Python Project: Markov Decision Processes: policies, rewards and values, value iteration and Reinforcement Learning: TD/Q Learning, Exploration and Approximation Reinforcement Learning Project:

We implemented Value Iteration and Q-learning, and tested our agents first on GridWorld and later to a simulated robot controller (Crawler) Pacman.

Reinforcement learning: an agent that takes actions on an environment, and the output state and reward from the action are passed back to the agent that took the action.

It is a Markov decision process, non-determininsitic.

You have a set of states with a set of associated actions, and a transition function, a probability of one of the successor outcomes, a model of the dynamics, along with the reward of the associated transition.
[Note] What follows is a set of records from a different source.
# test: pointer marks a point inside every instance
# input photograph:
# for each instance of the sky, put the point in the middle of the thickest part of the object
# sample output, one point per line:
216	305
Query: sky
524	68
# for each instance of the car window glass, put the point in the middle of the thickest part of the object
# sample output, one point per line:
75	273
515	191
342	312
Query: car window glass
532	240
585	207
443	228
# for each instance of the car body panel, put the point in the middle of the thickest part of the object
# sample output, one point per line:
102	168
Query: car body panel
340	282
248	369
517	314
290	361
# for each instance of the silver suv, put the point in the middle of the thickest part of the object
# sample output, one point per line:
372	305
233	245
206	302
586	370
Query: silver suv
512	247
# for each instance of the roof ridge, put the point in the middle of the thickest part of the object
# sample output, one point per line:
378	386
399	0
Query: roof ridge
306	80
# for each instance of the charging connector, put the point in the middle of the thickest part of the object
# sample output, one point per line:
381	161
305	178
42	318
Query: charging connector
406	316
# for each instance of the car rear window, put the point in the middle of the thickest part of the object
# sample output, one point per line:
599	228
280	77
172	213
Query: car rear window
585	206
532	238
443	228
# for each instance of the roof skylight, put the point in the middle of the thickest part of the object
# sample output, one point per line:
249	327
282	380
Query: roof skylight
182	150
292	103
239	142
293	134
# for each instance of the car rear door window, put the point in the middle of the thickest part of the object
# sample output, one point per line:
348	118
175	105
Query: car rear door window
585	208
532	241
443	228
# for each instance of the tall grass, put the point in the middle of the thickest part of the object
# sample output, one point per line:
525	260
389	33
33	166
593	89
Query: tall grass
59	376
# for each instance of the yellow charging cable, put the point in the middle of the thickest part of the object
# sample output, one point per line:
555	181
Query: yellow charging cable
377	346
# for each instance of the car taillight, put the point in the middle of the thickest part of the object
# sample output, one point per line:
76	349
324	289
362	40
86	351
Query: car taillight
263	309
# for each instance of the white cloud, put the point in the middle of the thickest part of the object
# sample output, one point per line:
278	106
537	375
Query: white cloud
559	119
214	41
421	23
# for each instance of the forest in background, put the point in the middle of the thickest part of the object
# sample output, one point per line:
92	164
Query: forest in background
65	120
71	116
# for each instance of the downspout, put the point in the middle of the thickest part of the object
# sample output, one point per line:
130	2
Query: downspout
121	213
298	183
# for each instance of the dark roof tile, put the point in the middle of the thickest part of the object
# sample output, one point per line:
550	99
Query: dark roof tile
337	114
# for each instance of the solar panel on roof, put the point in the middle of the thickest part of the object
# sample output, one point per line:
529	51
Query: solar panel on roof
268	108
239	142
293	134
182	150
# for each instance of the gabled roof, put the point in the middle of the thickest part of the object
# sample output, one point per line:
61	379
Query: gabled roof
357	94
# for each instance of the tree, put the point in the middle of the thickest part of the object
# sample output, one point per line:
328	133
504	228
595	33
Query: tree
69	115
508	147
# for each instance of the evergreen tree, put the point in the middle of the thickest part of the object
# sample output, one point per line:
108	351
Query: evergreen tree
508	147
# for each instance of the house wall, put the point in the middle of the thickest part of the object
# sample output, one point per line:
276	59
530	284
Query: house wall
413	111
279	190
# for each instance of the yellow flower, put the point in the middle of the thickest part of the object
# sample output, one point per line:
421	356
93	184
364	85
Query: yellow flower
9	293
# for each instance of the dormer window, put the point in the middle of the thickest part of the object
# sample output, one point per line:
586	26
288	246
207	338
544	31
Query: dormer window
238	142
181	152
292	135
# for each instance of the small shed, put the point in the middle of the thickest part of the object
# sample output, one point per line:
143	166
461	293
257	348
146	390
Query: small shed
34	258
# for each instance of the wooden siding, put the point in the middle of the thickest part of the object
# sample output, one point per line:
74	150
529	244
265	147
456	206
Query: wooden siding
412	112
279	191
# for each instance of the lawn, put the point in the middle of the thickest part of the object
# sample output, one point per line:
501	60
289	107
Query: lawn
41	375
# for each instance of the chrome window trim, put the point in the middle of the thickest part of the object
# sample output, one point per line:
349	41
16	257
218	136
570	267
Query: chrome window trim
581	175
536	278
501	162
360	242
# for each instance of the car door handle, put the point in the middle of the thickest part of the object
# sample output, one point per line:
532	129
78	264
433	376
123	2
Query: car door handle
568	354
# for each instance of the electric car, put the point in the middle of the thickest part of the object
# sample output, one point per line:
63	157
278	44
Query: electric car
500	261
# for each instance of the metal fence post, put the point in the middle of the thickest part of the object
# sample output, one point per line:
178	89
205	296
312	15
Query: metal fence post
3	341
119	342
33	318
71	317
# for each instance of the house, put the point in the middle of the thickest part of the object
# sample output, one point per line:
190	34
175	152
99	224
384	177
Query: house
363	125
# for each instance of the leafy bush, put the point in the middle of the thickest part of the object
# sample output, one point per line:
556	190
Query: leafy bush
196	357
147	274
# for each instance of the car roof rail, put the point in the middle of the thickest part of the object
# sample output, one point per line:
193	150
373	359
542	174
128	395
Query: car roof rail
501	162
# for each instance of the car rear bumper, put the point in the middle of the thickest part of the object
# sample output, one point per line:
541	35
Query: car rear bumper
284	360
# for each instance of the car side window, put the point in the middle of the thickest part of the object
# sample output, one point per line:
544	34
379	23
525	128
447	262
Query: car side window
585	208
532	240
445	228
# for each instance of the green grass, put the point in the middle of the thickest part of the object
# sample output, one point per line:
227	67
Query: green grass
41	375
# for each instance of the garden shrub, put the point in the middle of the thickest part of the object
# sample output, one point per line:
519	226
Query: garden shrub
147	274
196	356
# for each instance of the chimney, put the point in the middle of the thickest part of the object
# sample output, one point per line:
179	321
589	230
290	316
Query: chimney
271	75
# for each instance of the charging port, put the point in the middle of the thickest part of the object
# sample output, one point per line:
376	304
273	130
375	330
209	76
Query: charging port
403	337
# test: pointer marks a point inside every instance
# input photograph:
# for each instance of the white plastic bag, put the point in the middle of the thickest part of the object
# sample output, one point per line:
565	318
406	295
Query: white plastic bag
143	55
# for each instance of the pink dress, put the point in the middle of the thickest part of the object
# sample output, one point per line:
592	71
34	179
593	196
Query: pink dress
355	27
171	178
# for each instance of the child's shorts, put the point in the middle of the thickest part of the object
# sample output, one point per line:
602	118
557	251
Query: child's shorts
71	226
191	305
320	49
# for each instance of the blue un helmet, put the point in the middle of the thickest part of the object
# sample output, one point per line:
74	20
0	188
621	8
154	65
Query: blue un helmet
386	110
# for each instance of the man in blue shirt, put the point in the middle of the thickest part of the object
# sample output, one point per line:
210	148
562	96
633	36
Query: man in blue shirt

Markov means that given the present state, the future and past are independent.

For decision processes, Markov means action outcomes depend only on the current state, just like search, where the successor function could only depend on the current state and not its history.

Deterministic single agent search problems: wanted an optimal plan, or sequence of actions, start to goal.

For Markov Decision processes, we want an optimal policy for each state.

The idea was to create a Pacman that could learn from his environment.

Once Pacman was done training, he should win very reliably in test games, since now he is exploiting his learned policy.

This worked for small but not medium grids.

To correct this, we had to implement a q learning agent that learns weights for features of states, where many states might share the same features.

Approximate q learning assumes the existence of a feature function over state and action pairs.

Approximate-q-agent uses the an extractor to assign a single feature to every (game state,action) pair.

Even much larger layouts should be no problem for approximate-q-learning agent.

We then had a learning Pacman agent for small, medium or large grids.